Issue renewing SSL certificate
Hi, our SSL certificate for on-prem expires 13/09/2024.
I tried the commands that we used last time.
1.
keytool -genkey -alias desgnas152.hgroup.intra -keyalg RSA -keysize 2048 -keystore sdp.keystore -ext san=dns:desgnas152.hgroup.intra,dns:dsgnas152
Now I get this error:
keytool error: java.lang.Exception: Key pair not generated, alias <gbblwas003.hgroup.intra> already exists
2.
keytool -certreq -alias gbblwas003.hgroup.intra -file sdpkey.csr -keystore sdp.keystore -ext san=dns:gbblwas003.hgroup.intra,dns:gbblwas003
Now I get this warning:
Warning:
The JKS keystore uses a proprietary format. It is recommended to migrate to PKCS12 which is an industry standard format using "keytool -importkeystore -srckeystore sdp.keystore -destkeystore sdp.keystore -deststoretype pkcs12"
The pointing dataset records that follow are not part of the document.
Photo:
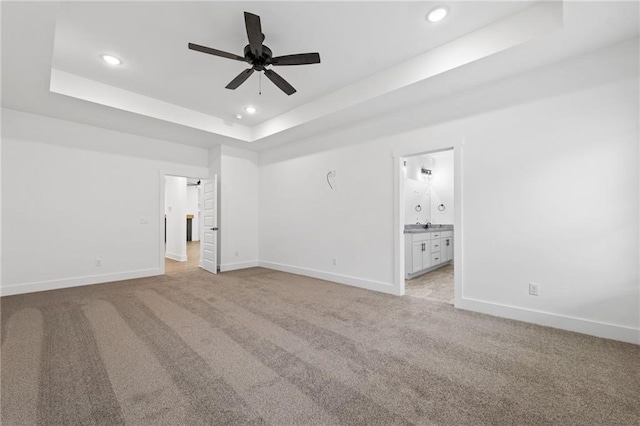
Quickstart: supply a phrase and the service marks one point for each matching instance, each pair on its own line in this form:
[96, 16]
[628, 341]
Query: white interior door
[209, 237]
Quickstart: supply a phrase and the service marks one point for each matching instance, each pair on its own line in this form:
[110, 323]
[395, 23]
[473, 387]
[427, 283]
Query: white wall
[175, 195]
[51, 237]
[417, 190]
[237, 171]
[442, 188]
[193, 208]
[549, 194]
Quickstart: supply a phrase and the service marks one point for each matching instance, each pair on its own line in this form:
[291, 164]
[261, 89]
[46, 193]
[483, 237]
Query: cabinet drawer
[424, 236]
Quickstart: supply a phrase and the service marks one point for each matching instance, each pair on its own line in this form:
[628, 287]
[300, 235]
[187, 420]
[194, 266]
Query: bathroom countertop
[417, 229]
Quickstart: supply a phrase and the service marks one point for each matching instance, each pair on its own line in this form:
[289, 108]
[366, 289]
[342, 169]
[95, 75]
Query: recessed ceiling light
[438, 14]
[111, 60]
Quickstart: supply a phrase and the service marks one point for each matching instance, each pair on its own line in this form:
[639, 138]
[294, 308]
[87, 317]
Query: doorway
[182, 223]
[428, 206]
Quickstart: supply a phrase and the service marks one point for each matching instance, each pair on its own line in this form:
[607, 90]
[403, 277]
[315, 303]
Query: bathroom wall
[442, 201]
[417, 191]
[193, 200]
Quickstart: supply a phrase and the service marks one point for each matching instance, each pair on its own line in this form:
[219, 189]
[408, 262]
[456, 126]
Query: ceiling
[355, 40]
[376, 57]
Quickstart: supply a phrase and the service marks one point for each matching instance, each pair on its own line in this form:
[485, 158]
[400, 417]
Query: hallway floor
[436, 285]
[193, 259]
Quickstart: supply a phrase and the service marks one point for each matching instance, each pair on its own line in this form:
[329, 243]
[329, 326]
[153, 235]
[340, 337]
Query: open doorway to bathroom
[182, 223]
[428, 226]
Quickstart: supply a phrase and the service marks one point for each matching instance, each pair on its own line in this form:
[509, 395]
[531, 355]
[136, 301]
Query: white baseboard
[240, 265]
[176, 256]
[336, 278]
[76, 282]
[580, 325]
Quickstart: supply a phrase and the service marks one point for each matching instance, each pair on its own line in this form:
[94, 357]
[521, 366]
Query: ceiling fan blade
[280, 82]
[254, 32]
[241, 78]
[298, 59]
[215, 52]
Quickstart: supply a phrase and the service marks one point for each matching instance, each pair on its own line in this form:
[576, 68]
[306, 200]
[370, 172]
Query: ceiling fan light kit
[259, 57]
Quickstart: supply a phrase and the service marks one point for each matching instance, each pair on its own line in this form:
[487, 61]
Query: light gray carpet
[264, 347]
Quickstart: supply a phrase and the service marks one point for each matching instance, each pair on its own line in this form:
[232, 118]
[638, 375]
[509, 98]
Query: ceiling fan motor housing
[258, 62]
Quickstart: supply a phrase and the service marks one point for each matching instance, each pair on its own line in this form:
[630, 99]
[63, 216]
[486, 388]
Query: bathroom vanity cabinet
[426, 250]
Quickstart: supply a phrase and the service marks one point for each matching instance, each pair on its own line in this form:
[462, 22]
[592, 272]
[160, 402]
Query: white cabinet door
[426, 256]
[447, 248]
[417, 257]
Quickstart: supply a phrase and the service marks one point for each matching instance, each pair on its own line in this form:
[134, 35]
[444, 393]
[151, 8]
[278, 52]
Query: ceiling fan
[260, 56]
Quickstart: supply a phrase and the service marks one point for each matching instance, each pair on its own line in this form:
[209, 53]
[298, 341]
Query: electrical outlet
[534, 289]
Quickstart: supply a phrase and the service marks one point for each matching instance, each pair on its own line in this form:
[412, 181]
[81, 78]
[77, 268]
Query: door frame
[458, 230]
[161, 250]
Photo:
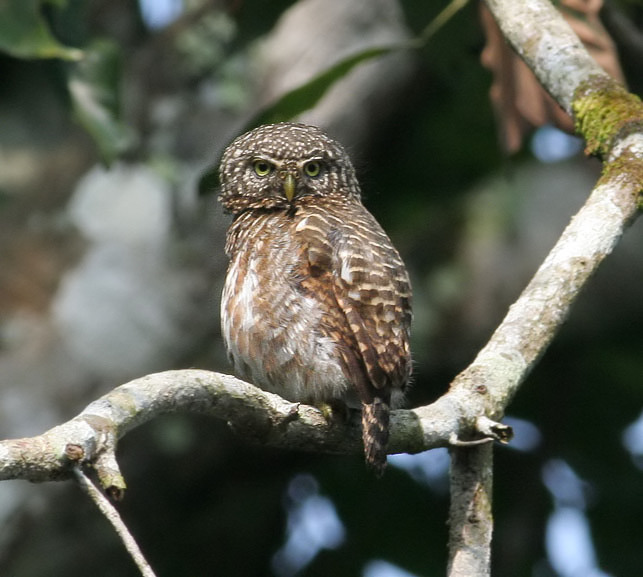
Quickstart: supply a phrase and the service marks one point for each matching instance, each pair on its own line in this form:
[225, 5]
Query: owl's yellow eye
[312, 168]
[262, 167]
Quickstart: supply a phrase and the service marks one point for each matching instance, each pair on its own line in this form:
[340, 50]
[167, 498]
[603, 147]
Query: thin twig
[107, 509]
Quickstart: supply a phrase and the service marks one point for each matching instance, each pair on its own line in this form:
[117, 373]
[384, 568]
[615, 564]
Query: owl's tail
[375, 422]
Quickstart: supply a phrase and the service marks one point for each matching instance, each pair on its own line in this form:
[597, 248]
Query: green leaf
[24, 33]
[94, 85]
[299, 100]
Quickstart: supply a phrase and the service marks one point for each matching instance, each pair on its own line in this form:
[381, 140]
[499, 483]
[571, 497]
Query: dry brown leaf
[518, 99]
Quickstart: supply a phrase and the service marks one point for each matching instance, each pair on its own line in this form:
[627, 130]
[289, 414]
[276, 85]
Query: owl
[316, 305]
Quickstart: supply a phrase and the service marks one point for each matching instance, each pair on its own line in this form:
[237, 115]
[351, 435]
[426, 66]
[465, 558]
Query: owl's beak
[289, 185]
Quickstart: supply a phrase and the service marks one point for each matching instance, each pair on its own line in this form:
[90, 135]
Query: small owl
[316, 304]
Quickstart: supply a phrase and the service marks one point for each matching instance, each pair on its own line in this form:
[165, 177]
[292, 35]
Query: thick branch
[547, 44]
[91, 437]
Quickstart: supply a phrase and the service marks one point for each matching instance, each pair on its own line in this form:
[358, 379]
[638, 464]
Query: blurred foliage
[200, 500]
[25, 33]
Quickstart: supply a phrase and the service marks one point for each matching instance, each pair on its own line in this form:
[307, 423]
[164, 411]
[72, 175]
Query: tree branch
[611, 121]
[259, 416]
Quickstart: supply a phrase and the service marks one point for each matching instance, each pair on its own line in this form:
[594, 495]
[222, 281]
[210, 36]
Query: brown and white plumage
[317, 302]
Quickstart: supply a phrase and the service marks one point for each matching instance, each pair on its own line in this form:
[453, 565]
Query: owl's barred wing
[354, 263]
[373, 291]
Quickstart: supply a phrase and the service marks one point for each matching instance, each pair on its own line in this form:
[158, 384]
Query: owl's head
[277, 165]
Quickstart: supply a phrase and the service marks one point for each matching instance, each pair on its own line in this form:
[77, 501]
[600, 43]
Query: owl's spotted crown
[276, 165]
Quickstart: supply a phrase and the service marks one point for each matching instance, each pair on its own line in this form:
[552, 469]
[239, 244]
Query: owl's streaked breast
[263, 326]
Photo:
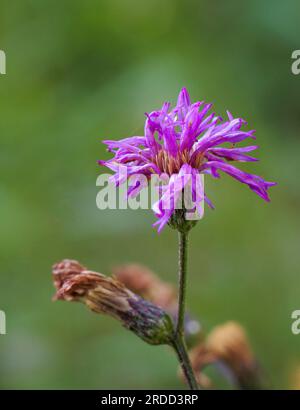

3. So then I did the command that was recommended.
keytool -importkeystore -srckeystore sdp.keystore -destkeystore sdp.keystore -deststoretype pkcs12
Enter source keystore password:
Entry for alias gbblwas003.hgroup.intra successfully imported.
Import command completed: 1 entries successfully imported, 0 entries failed or cancelled
Warning:
Migrated "sdp.keystore" to Non JKS/JCEKS. The JKS keystore is backed up as "sdp.keystore.old".
4.
I tried the 1st command again, got the same error.
5.
I tried the 2nd command again, prompted for the keystore password, and the two .csr and .keystore files were generated.
6.
I uploaded the keystore file and got this error.
That support file is available, if needed.